Bright Life is an upcoming 3D flora generation toolkit to allow indie game developers to create flourishing ecosystems instantly.
The world of plants is exceptionally diverse. So, when it comes to deciding on materials, artists need an intuitive way to both find and select them. This challenge is something I’ve already encountered in the last video when selecting shapes for each component of a mushroom. While I initially settled on a dropdown checklist with image tooltips, this solution is hardly perfect.
A far better approach is through a dedicated asset browser. And what better example to take inspiration from than Quixel Megascans?
With tens of thousands of materials and 3d models in its archive, Megascans has numerous filtering tools available to help artists narrow down their search. And for Bright Life, I’m going to implement a similar solution.
Building up the interface for the asset browser is a fairly straightforward process. Where things get a bit trickier is the creation of individual Items.
Using some clever tricks with HTML, creating the UI design for each item is relatively simple. However, additional information is needed to categorise and filter them correctly. Therefore, I created two custom metadata formats—one for meshes and the other for materials.

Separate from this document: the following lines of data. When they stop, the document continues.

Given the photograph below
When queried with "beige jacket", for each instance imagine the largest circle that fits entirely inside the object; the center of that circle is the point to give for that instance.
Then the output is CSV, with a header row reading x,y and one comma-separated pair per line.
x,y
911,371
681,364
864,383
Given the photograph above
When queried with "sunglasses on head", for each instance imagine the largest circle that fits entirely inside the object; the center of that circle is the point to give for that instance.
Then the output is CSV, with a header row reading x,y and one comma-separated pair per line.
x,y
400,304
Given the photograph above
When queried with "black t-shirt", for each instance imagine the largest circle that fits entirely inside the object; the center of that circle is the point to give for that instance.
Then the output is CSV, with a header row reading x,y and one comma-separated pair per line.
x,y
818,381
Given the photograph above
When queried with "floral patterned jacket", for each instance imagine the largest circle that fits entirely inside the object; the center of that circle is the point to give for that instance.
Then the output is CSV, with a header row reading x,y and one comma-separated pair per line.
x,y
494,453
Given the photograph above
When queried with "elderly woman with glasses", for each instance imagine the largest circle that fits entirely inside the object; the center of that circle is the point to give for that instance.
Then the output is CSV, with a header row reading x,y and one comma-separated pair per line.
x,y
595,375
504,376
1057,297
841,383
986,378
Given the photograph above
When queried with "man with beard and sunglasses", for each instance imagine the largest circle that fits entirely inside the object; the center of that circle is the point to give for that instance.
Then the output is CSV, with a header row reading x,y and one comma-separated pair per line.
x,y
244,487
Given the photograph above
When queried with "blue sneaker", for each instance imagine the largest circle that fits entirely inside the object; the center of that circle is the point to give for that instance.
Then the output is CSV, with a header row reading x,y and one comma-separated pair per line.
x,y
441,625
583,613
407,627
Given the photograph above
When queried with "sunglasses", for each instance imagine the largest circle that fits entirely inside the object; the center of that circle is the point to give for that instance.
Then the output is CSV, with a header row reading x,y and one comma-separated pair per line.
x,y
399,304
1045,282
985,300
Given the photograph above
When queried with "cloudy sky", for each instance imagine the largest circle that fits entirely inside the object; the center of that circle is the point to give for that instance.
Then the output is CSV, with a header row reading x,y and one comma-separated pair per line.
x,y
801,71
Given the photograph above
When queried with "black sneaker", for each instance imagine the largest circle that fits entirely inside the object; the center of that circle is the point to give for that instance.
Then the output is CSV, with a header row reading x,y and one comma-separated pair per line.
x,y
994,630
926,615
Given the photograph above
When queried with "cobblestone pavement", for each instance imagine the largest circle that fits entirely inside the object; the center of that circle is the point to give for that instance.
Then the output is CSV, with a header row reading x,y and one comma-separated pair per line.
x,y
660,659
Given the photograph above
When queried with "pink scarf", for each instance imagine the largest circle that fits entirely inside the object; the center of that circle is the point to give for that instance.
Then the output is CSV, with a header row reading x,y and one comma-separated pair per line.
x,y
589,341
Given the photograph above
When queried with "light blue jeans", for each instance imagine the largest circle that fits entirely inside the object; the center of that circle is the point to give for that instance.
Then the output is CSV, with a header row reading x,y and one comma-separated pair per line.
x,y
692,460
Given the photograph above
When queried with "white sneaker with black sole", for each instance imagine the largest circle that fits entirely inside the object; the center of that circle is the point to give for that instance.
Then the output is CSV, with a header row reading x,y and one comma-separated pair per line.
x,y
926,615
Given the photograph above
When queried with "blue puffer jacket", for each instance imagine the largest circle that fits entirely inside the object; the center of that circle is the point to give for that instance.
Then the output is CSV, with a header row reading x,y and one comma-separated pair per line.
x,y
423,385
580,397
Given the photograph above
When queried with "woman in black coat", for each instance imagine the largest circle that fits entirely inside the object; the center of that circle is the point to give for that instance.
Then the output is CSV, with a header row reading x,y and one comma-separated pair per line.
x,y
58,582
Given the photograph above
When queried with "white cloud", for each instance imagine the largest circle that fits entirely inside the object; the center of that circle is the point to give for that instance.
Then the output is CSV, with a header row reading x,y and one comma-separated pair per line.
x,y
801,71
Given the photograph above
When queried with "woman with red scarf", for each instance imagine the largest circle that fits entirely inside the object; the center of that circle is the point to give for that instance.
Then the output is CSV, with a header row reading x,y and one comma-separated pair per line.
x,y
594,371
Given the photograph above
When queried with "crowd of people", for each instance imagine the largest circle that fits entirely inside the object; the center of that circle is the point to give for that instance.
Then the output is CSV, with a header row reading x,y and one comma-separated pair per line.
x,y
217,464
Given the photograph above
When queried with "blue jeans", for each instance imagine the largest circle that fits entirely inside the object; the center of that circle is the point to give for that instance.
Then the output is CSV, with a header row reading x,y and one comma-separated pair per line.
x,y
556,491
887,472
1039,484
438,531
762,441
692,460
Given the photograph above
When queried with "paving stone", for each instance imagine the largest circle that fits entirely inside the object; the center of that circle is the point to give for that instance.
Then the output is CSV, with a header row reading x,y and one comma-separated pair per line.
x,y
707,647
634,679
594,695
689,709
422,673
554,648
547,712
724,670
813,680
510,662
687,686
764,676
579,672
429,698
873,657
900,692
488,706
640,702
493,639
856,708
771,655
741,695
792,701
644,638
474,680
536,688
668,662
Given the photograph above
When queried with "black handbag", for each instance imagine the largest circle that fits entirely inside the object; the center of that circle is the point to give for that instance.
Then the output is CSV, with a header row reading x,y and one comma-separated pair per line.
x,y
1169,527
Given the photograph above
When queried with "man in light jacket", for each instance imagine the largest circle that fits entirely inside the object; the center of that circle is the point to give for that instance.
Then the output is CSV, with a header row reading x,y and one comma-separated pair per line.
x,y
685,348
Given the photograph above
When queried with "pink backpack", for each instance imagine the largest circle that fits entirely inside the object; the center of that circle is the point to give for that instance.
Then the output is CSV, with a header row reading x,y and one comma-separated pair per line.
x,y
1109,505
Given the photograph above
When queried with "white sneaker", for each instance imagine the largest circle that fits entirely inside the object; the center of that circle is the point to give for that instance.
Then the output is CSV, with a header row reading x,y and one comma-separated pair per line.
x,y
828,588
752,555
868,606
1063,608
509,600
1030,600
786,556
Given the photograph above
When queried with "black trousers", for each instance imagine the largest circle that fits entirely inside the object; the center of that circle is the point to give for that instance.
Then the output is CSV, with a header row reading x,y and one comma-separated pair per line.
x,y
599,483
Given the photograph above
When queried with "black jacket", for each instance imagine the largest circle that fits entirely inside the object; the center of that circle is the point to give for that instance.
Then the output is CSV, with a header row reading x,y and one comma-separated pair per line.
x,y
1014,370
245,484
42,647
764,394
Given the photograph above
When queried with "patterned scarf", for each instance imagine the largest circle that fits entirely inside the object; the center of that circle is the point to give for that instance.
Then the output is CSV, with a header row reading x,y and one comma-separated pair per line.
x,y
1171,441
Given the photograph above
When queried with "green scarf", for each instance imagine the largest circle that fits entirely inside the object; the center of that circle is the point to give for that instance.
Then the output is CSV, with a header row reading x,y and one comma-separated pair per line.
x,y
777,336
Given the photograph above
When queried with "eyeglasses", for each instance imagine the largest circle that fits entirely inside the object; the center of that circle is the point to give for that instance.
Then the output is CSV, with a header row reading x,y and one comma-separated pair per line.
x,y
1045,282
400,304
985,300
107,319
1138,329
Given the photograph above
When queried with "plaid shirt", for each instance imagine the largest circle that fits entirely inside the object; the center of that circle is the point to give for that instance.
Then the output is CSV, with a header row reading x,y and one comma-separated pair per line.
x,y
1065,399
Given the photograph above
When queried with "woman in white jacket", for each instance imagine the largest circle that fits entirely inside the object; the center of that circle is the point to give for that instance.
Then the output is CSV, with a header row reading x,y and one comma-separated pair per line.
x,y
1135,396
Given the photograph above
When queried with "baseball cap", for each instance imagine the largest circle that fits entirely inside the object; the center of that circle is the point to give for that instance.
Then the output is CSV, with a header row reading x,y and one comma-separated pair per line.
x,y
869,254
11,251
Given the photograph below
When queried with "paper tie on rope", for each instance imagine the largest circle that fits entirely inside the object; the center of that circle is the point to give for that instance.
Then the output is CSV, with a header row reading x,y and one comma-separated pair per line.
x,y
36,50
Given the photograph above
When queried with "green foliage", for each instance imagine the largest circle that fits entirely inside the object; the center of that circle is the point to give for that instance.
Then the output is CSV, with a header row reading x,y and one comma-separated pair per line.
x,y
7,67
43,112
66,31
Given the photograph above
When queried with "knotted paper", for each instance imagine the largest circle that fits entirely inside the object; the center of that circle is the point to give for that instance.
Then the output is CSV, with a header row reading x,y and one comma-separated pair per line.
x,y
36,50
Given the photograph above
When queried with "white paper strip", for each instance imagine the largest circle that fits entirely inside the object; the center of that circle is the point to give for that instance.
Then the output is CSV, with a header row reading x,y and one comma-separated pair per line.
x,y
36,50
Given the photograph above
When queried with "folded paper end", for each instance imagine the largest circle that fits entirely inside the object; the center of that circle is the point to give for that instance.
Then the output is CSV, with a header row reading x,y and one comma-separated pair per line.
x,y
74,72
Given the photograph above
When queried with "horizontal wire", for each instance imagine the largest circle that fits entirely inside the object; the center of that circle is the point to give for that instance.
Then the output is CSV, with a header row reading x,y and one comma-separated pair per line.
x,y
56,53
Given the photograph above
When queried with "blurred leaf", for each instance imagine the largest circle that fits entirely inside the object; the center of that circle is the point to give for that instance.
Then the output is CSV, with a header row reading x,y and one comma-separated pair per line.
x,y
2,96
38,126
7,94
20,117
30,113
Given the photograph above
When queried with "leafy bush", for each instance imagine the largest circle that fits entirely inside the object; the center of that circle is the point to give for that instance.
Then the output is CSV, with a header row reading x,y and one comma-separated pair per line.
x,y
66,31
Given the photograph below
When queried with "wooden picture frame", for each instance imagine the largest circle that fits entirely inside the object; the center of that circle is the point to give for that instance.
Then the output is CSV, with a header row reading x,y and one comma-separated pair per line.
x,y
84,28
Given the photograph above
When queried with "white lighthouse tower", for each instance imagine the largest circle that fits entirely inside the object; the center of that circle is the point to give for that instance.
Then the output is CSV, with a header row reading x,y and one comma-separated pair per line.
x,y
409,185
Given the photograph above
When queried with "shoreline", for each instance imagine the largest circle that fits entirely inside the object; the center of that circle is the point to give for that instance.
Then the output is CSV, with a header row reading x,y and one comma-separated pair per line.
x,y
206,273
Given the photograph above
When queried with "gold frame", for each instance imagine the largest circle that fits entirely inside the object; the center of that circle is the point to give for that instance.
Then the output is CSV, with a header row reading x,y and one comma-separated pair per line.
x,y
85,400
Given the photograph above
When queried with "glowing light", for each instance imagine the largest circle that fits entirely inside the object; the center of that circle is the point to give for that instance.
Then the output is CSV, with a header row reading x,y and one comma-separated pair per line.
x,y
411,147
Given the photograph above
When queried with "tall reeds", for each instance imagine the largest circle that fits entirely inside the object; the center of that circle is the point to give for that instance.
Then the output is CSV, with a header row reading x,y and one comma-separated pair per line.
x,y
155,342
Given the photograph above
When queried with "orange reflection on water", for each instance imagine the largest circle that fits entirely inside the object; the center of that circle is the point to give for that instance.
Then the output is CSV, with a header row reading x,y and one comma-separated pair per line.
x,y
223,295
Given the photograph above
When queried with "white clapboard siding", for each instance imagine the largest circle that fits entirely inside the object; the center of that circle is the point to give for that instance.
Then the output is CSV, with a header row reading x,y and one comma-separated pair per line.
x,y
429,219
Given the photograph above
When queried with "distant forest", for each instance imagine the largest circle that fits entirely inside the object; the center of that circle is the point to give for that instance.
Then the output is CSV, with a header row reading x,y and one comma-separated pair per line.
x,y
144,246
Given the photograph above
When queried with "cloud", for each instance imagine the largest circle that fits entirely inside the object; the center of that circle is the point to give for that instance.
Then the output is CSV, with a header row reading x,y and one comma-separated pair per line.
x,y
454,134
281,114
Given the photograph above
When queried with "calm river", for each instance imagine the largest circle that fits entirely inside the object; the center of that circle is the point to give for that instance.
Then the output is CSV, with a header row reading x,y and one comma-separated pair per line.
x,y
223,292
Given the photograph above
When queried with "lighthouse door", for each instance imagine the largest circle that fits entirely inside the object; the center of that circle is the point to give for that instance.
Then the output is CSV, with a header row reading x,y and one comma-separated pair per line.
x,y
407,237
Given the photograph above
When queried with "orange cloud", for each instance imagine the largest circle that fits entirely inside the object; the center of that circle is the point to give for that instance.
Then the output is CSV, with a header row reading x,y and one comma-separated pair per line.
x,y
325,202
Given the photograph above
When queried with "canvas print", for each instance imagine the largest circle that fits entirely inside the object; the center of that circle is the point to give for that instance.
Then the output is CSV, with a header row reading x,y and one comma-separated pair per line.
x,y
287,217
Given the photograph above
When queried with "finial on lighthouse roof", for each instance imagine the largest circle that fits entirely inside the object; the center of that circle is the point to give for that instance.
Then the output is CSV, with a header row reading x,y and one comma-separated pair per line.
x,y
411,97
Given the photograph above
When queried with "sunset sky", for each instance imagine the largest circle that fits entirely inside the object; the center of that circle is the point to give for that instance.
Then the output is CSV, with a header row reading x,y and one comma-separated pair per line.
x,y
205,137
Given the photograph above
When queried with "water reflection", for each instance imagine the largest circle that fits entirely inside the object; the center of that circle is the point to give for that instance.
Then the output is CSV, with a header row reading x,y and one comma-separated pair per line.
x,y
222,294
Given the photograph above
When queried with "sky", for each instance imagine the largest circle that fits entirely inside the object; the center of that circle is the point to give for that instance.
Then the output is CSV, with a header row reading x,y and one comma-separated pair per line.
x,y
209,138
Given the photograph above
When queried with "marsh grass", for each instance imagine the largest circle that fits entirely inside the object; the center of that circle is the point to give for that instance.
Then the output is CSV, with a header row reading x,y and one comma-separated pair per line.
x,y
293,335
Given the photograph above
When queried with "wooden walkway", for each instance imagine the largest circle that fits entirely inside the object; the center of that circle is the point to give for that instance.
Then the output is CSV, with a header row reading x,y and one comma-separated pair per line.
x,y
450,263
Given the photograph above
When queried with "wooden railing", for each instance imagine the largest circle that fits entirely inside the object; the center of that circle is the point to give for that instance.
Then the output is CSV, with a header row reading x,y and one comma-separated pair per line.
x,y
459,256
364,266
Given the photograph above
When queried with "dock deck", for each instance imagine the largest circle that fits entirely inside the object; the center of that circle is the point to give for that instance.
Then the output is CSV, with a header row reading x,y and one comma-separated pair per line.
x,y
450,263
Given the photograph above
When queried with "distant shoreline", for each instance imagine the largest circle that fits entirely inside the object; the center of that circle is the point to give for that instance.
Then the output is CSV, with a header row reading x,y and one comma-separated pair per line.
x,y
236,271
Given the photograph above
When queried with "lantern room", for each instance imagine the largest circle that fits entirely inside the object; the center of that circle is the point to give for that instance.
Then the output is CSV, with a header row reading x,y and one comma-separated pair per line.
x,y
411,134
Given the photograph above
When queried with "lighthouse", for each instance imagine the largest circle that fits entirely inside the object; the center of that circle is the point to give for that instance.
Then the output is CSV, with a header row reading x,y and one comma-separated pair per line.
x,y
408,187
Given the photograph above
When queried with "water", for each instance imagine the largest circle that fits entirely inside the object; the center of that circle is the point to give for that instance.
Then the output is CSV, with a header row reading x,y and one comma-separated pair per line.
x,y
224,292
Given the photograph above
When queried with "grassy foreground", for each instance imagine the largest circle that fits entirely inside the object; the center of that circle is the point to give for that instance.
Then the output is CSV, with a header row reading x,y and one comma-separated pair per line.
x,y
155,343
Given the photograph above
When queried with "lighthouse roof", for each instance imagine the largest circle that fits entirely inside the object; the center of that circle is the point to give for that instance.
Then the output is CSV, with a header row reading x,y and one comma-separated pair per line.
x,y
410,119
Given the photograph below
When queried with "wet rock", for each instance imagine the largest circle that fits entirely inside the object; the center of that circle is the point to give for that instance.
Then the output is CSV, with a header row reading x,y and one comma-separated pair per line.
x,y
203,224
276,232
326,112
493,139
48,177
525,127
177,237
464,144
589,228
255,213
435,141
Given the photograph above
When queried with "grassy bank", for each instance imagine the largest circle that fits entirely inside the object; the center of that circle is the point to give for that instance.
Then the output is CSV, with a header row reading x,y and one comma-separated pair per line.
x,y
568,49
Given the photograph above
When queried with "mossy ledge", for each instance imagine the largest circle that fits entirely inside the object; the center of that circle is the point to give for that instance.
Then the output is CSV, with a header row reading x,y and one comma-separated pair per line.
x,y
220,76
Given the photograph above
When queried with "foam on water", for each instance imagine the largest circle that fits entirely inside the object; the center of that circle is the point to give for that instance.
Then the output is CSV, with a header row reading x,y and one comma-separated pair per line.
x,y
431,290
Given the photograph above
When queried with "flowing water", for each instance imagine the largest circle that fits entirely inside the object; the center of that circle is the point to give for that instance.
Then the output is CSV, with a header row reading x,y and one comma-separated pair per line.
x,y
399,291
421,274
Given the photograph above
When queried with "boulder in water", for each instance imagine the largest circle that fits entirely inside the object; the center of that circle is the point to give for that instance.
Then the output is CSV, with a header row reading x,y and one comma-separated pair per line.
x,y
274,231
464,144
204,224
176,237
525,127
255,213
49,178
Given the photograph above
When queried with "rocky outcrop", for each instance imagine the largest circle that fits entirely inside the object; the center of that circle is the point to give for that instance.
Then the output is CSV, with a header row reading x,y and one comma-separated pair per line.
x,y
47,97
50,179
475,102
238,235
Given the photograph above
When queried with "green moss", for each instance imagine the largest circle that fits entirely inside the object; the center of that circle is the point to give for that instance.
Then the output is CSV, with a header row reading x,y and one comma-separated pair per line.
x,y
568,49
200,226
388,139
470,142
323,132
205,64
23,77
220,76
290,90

These files use a similar structure to Bright Life project files, allowing me to reuse the existing loading system, to save time. Upon launch, Bright Life will locate and process all the metafiles it finds for shapes and materials, creating an Asset Browser Item for each one. Then, a filtering function uses the metadata of each item to return only the relevant entries instantly.
With the Asset Browser done and dusted, artists need to be able to launch it from within the main Bright Life interface. For shape selection, I created a new UI editor for the PropertyGrid system to replace the drop-down checklist I started in the last video. Once again, designing PropertyGrid editors is a bit of a faff, but after a while, it slowly comes together.
The existing values for shape selection is also passed onto the Asset Browser that way it can pre-select the shapes that are already being used. The introduction of metadata files also removed the need to pre-load the plant component meshes upon startup. Now Bright Life will only load the assets that are needed. And using Bright Engine’s dynamic memory management system, shapes that are no longer being used are removed from memory. The end result is faster loading times and reduced RAM consumption.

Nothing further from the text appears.